Some theorists have argued that the matter of the universe only exists in the present moment. Thus, if one were to travel back from the 'present' to an earlier time, none of the material universe would be found there, because it will have remained in the present: the traveller alone is the only part of the universe to have gone back to the earlier time. In terms of a 4-dimensional spacetime, the traveller (or, more generally the atomic particles that comprise the traveller) would have travelled 'back' to an area of spacetime corresponding to an earlier value of 't'; but none of the other particles that form the universe will have done so, so the traveller finds precisely nothing when arriving back at the earlier time. This viewpoint eliminates all of the supposed paradoxes about time travel.

The equivalence of time travel and faster-than-light travel

If one were able to move information or matter from one point to another faster than light, then according to special relativity, there would be an observer who sees this transfer as allowing information or matter to travel into the past. Additionally, faster than light travel along suitable paths would correspond to travel backward in time as seen by all observers. This results simply from the geometry of spacetime and the role of the speed of light in that geometry.
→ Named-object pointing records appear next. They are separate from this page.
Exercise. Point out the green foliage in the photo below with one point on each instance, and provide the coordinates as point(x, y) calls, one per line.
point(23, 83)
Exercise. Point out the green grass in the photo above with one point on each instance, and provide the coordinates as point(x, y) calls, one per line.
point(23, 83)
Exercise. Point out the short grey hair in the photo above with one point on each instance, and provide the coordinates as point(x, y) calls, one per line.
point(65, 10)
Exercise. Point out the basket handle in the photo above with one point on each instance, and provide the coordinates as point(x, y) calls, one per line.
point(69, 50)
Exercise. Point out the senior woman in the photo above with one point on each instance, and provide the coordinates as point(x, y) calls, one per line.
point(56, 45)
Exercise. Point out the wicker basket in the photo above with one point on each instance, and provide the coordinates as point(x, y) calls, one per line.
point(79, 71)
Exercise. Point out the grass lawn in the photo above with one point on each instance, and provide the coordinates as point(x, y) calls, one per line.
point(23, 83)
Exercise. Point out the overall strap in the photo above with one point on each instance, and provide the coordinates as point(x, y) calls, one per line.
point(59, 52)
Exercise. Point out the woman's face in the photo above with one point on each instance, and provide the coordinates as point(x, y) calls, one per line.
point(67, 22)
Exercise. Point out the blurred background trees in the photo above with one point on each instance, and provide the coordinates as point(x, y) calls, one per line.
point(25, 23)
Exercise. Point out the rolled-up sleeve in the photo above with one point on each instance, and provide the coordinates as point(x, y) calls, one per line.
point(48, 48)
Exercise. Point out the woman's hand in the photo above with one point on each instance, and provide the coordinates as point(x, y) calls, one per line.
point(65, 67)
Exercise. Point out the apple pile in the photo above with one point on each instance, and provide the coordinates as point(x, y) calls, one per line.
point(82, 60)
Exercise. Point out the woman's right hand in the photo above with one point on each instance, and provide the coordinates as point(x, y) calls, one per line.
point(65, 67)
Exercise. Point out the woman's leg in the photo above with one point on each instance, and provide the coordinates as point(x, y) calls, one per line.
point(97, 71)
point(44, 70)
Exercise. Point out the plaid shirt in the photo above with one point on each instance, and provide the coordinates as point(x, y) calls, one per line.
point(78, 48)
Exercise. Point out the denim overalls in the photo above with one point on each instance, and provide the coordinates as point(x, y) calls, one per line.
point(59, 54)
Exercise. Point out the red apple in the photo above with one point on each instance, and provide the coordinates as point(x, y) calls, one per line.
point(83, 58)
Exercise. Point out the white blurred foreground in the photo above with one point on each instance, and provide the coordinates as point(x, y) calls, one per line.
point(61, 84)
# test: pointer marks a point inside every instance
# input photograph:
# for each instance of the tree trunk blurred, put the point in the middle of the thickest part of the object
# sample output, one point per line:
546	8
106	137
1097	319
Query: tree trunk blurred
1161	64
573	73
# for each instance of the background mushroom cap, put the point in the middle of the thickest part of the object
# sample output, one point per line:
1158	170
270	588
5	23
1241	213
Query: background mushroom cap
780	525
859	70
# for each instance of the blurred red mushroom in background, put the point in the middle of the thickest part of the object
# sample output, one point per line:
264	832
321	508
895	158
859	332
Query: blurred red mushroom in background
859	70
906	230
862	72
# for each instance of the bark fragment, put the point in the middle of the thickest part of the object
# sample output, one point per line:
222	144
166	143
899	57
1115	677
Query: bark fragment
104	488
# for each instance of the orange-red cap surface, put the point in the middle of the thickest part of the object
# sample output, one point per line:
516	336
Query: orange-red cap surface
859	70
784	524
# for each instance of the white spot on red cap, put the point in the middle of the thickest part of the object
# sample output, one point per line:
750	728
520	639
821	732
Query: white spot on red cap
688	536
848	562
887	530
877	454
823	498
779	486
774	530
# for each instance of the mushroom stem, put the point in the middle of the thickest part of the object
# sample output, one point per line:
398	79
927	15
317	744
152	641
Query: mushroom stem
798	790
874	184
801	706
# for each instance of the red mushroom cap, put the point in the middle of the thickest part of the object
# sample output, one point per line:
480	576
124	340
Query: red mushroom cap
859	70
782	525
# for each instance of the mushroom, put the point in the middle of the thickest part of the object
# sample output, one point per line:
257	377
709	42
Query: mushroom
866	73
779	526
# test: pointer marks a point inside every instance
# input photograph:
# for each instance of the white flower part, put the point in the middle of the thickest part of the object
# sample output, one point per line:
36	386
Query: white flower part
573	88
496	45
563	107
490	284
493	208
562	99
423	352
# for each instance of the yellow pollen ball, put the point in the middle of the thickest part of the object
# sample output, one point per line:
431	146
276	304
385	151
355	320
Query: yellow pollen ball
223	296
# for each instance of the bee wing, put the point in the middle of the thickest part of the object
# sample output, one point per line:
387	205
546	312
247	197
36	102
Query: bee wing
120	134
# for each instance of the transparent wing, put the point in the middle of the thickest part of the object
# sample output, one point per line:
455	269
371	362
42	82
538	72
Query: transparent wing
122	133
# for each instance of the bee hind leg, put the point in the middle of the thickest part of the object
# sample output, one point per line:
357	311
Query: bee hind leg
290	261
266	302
Special spacetime geometries

The general theory of relativity extends the special theory to cover gravity, describing it in terms of curvature in spacetime caused by mass-energy and the flow of momentum. General relativity describes the universe under a system of "field equations," and there exist solutions to these equations that permit what are called "closed time-like curves," and hence time travel into the past. The first and most famous of these was proposed by Kurt Godel, but all known current examples require the universe to have physical characteristics that it does not appear to have. Whether general relativity forbids closed time-like curves for all realistic conditions is unknown. Most physicists believe that it does, largely because assuming some principle against time travel prevents paradoxical situations from occurring.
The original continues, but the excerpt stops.